Levels of Prevention (Leavell & Clark):
LevelFocusExamplesPrimaryPrevent disease onsetImmunizations, health educationSecondaryEarly detection & treatmentScreenings (mammograms, BP)TertiaryReduce complicationsRehab, chronic disease management
Delivery Models:
Nurse-managed health centers.
Healthy Cities/Communities movement.
Population health management (Triple Aim → Quintuple Aim: add equity & joy in work).
Intervention Wheel – 17 evidence-based interventions grouped by levels of practice.
Culturally Competent Care: Cultural humility, CLAS standards.
8. Promoting a Culture of Health
Robert Wood Johnson Foundation (RWJF) Culture of Health Framework:
Action areas: Healthier, more equitable communities; cross-sector collaboration; system changes; individual empowerment.
Goal: Everyone in the U.S. lives a healthier life, regardless of background.
PHN Role in Culture of Health: Advocacy, coalition-building, policy influence, evaluation of population outcomes.

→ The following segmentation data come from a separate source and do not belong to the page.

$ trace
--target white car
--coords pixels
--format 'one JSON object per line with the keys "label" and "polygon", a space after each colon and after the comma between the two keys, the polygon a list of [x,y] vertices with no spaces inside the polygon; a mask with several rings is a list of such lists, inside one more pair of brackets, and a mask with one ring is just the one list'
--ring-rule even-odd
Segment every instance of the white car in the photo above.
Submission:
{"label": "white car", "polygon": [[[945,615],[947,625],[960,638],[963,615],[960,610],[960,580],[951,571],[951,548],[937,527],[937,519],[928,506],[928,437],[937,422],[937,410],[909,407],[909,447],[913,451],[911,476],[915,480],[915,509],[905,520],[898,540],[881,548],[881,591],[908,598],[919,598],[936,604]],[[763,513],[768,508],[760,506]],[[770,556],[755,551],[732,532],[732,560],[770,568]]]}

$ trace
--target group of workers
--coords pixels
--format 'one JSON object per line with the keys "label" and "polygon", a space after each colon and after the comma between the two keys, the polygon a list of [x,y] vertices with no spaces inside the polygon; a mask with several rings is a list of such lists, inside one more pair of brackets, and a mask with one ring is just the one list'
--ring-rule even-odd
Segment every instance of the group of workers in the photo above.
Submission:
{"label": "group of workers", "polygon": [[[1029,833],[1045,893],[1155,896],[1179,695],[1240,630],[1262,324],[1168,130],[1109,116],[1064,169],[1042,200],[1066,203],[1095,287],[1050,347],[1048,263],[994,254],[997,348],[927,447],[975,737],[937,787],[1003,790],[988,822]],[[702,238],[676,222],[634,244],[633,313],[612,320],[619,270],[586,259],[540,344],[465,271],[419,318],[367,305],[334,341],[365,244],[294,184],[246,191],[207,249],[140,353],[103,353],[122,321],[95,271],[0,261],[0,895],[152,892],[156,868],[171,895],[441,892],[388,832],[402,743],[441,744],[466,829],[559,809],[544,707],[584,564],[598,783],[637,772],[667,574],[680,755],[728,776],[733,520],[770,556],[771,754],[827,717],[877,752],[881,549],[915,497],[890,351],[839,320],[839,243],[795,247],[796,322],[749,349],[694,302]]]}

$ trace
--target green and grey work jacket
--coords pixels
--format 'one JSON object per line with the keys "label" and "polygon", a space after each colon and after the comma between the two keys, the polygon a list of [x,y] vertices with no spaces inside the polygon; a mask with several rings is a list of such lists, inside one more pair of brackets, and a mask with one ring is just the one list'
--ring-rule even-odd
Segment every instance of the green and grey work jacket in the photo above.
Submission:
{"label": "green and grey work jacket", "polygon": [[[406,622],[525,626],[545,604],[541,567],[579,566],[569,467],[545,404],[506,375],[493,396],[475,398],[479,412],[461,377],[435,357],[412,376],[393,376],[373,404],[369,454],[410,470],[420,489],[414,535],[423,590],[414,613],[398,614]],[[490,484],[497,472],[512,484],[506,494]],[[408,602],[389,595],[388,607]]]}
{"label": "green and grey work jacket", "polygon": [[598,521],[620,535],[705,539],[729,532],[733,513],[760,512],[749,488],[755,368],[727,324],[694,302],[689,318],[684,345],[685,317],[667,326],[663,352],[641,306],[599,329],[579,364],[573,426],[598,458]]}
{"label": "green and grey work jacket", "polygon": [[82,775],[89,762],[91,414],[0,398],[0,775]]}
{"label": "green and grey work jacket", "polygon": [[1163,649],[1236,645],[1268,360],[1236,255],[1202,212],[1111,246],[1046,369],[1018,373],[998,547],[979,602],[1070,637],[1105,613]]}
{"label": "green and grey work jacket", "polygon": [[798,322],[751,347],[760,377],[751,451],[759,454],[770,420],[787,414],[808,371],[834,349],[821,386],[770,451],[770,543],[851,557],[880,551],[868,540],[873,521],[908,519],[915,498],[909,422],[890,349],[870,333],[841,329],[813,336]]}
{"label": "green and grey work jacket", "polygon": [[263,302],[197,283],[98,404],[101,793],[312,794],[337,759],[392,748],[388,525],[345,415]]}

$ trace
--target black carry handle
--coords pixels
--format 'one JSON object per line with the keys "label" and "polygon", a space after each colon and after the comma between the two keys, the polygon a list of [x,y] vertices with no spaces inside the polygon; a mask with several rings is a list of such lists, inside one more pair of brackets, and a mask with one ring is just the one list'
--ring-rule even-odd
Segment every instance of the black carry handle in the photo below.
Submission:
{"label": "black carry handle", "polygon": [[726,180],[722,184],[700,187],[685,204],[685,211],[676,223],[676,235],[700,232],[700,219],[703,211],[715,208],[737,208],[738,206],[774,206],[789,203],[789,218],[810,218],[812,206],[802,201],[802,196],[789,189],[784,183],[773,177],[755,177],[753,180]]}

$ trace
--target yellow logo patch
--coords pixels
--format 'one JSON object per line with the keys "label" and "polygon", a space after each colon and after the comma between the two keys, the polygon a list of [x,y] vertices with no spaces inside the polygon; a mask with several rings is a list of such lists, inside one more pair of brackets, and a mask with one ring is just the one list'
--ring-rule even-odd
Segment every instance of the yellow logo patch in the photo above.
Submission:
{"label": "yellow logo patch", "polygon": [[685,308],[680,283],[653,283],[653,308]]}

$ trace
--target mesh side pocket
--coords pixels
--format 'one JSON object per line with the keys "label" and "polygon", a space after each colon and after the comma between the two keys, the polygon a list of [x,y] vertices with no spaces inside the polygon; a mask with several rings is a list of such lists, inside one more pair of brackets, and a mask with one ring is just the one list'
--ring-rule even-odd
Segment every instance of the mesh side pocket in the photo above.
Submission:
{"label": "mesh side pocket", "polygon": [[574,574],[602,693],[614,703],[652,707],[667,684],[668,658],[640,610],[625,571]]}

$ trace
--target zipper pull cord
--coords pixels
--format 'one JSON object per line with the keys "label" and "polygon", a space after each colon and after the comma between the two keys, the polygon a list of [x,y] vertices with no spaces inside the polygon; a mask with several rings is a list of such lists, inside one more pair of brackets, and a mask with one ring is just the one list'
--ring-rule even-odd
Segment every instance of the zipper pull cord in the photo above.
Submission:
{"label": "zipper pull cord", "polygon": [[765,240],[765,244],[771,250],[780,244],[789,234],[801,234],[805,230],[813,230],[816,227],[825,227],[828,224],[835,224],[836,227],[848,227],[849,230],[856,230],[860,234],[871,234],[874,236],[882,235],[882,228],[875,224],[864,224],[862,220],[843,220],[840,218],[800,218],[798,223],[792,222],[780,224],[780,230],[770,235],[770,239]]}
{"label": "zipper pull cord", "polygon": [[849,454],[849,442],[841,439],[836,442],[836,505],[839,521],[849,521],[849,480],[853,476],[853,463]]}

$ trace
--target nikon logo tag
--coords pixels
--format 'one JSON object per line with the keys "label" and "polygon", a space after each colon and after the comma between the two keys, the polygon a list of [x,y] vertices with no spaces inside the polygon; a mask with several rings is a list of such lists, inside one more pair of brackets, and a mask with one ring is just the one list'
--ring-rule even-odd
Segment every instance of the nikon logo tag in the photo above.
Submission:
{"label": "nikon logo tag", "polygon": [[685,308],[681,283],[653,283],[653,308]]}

Future Directions: Climate change & health, telehealth in rural areas, AI/data analytics, workforce diversity, global health equity.
Study Tips & Application for Walden Course
Assignments: Expect discussions on case studies (e.g., applying Intervention Wheel to a community scenario), papers analyzing SDOH in a population, or EBP critiques.
Practicum Link: This is theory-focused; apply in NURS 6720 practicum.
Key Takeaways to Memorize: 10 Essential Services, Quad Council 8 Domains, Intervention Wheel, SDOH 5 domains, Levels of Prevention.
Exam Prep: Focus on application (e.g., “How would a PHN address health disparities using ecological theory?”).
Scholar-Practitioner Lens (Walden mission): Link all content to social change and evidence-based population health improvement.
Review these notes alongside the textbook chapters (especially Parts 1–3) and QCC Competencies PDF. Cross-reference with Healthy People 2030 objectives for current data. These notes provide a solid foundation for success in NURS 6710 and the Public Health Nursing specialization.